The following text exchange actually occurred between Devin and myself on April 1, 2016. It was April Fool's Day and Swiss Chalet sent out an email announcing they were retiring their chalet sauce and introducing a new recipe.
What ensued was pure comedic gold. Everyone in the office was following along as Devin replied. The longer it went on, the more he got fired up and the funnier it was. I shared this at our family Easter dinner because I thought it was so hilarious and Jo-Anne liked it so much she "performed" it with Karla Ann at our wedding reception.
Thought I would share it here, along with some pics we took on this year's family vacation. Enjoy.
Janice: Just sent you an email
Devin: K thanks.
Janice: It's about Swiss Chalet. Did you hear about the merger and such? My parents might be devastated.
Devin: That is without a doubt the stupidest thing I've ever heard of in my life. I'm not going there anymore.
Devin: I can't believe how betrayed I feel right now.
Devin: To put this into perspective, The Keg might as well stop serving steak.
Janice: I know! I cannot believe it.
Janice: My
cousin Josh will be devastated. He would drink the stuff if he could.
And he's not even in Canada to have it before it's gone.
Devin: I'm
actually a little taken aback by how angry I am over this right now. I
probably should have waited to the end of the day to look at that.
Devin: Don't
be surprised if they go out of business over this. There are literally
people that will travel across the border from the states, like a
pilgrimage, to go to Swiss Chalet for that stuff and then bring home 5
gallon buckets of it. I heard about it on the news one time in Buffalo.
Janice: It's a terrible marketing plan. Like new Coke or McPizza.
Devin: Where
do people and companies get off doing stuff like this? They create a
product and provide it to people for 60 years and then just take it
away. It makes no sense to me. McCartney might as well start doing
ghetto rap music.
Janice: I'm
wondering if it's related to the merger with that Quebec chain. Heard
it on the radio this morning while getting ready for work.
Devin: What Quebec chain?
Janice: St. Hubert Chicken.
Janice: Never heard of it before, but apparently it's a big deal.

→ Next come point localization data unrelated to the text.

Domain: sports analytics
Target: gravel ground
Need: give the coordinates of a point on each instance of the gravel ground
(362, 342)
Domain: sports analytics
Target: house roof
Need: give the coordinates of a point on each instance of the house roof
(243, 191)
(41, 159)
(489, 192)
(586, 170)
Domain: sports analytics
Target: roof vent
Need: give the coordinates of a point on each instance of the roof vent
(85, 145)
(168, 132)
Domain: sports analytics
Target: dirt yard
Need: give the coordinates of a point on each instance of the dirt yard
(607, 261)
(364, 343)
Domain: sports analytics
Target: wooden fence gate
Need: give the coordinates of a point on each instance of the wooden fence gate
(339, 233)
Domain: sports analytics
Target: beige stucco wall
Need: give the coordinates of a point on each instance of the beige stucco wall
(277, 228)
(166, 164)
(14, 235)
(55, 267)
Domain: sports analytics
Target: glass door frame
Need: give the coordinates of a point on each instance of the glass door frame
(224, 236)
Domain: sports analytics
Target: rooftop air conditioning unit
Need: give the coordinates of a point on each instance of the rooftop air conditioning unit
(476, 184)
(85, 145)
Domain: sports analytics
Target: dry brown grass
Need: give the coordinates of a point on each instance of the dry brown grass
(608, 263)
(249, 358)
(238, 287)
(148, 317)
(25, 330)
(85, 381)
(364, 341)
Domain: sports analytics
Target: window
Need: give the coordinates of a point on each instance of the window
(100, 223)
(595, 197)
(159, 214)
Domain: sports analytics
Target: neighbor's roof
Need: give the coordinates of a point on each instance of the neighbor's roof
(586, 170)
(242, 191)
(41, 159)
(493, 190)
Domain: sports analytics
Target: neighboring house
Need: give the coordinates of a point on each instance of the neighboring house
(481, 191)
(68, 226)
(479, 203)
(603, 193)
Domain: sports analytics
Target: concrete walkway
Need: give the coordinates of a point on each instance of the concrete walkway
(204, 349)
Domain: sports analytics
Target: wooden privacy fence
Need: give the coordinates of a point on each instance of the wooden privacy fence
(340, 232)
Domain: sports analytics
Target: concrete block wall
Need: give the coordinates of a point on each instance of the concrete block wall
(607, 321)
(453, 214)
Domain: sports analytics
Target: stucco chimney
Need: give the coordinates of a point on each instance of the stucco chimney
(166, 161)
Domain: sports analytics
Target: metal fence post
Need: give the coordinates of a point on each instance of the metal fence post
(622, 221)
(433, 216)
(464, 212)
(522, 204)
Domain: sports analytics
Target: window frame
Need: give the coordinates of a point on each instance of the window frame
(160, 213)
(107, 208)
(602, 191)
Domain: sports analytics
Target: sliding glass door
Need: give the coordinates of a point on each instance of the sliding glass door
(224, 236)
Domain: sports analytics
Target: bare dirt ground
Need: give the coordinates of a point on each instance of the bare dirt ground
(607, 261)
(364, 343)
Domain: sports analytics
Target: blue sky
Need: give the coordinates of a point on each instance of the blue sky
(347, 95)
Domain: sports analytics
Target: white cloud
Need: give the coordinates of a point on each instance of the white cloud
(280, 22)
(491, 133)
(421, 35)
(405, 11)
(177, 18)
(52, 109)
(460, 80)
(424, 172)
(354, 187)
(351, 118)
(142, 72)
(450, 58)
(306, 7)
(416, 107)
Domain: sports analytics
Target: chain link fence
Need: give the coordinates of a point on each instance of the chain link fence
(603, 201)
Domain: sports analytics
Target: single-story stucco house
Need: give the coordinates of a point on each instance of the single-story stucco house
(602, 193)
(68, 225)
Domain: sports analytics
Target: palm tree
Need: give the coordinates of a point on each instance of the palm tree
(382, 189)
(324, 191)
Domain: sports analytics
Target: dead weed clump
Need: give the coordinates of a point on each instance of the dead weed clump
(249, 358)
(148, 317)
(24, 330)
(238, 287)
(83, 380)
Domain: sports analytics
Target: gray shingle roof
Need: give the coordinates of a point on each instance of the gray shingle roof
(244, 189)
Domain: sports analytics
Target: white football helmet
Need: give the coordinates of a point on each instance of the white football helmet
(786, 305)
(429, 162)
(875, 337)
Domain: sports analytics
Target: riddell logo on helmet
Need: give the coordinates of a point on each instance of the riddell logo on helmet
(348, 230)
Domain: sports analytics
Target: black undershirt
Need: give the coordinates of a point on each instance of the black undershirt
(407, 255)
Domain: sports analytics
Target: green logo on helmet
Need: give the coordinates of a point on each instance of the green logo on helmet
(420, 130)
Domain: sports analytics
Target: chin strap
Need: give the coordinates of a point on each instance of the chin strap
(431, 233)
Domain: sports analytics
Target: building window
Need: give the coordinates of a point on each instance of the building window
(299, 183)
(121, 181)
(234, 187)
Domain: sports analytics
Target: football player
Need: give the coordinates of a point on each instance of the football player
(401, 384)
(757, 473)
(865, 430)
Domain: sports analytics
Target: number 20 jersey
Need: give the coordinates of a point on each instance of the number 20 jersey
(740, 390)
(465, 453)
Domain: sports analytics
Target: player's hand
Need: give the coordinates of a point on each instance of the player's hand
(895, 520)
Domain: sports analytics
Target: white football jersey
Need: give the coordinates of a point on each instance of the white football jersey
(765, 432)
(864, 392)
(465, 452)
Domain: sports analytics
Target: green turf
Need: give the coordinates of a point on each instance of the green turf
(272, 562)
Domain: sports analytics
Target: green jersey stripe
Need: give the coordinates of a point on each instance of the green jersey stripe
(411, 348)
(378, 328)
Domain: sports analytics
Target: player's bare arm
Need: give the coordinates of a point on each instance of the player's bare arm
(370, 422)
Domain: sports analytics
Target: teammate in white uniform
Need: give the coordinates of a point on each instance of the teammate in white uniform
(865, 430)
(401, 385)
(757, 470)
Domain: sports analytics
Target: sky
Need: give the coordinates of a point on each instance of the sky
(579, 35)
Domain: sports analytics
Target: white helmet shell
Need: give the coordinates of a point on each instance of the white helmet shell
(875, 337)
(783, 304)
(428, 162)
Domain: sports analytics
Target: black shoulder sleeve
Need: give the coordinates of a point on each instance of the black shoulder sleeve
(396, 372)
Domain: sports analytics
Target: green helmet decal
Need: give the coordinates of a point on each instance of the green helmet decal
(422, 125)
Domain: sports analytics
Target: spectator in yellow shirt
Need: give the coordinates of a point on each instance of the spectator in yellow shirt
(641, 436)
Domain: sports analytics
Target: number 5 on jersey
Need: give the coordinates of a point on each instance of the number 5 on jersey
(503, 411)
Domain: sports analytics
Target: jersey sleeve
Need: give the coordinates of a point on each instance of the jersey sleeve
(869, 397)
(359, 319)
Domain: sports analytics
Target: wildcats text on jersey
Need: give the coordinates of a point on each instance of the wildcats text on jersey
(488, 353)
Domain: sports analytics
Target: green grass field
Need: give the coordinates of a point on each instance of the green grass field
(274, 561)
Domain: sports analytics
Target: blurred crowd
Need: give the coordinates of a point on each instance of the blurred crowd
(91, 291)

Devin: I knew it! The food is crap. Why would they do that?
Devin: I've been there and it's a crappier version of Swiss Chalet.

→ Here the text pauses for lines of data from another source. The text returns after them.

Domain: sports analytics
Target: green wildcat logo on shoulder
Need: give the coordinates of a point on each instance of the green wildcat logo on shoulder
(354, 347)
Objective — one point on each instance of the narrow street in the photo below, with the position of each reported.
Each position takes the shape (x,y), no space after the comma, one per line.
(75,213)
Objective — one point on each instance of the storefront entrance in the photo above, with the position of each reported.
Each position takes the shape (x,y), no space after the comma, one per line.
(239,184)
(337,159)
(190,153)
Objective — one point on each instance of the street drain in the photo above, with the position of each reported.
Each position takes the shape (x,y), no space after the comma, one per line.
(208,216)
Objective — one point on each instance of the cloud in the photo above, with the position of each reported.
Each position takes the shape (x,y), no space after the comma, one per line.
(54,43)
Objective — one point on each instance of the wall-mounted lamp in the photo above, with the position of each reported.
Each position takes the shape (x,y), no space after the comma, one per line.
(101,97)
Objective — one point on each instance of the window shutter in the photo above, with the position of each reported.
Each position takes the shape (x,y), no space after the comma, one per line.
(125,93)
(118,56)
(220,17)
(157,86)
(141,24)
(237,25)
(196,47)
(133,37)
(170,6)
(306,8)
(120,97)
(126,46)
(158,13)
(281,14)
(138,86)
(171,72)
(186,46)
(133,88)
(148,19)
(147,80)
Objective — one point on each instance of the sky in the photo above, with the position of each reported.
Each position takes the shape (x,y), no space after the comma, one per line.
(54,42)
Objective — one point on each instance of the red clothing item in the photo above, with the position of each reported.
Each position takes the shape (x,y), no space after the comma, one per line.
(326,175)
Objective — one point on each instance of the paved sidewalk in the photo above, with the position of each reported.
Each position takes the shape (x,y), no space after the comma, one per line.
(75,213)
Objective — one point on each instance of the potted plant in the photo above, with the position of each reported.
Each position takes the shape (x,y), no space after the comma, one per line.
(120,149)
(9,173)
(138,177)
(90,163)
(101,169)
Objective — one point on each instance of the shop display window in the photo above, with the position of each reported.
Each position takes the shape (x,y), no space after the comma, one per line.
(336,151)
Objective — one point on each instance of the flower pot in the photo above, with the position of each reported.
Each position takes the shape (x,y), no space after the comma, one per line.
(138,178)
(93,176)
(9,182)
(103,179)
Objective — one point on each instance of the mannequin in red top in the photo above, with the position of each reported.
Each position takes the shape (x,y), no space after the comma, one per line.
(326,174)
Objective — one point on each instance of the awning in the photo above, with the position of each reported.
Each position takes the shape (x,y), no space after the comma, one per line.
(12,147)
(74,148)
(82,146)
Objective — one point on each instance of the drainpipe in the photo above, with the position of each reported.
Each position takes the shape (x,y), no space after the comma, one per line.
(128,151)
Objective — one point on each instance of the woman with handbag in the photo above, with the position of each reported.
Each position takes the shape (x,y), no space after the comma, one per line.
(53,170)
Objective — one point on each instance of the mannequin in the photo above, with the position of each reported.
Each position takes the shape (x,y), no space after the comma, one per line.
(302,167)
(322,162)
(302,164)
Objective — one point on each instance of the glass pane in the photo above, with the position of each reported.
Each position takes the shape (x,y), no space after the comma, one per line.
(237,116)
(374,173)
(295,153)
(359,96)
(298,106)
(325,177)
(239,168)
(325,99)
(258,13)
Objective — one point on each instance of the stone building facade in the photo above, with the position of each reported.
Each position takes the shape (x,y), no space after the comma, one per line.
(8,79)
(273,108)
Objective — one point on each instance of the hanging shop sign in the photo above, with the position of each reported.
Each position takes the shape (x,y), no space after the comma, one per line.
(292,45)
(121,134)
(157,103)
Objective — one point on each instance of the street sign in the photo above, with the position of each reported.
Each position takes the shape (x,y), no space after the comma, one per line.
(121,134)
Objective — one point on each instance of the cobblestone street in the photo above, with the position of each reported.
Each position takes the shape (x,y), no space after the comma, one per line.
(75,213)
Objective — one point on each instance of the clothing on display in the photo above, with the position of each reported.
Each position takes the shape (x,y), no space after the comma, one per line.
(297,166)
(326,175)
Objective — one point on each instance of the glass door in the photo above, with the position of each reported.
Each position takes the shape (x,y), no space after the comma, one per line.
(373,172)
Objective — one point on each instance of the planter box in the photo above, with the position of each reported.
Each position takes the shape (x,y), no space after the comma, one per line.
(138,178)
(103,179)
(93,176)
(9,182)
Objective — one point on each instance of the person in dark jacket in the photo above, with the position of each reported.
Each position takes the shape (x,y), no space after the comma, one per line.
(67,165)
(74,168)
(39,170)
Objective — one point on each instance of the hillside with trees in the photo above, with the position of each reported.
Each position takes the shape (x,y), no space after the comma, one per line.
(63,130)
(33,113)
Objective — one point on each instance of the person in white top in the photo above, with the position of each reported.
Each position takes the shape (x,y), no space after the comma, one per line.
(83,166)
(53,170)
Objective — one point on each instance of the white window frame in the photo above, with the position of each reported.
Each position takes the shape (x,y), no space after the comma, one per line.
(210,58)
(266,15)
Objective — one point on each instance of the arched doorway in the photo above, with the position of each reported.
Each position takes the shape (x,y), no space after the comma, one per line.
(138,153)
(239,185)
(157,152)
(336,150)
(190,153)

Devin: Literally after eating there, I kick myself for not just going to Swiss Chalet.
Janice: Oh dear.
Janice: That doesn't sound good for Swiss Chalet.
Devin: There's
no way it will last. There will be way too much push back from the
public. They'll do this for a while and then have a grand welcome back
to the old sauce as another marketing ploy for more cash.
Janice: Well, sorry to fire you up. But I thought of you right away.
Devin: St.
Hubert chicken used to be in Ontario but it's gone now and there's good
reason for it because it's swill. What a waste of perfectly good
chicken.
Devin: Fired up? I am literally this mad. (anger emoticon)
Janice: Ok honey. Settle down. Life will go on.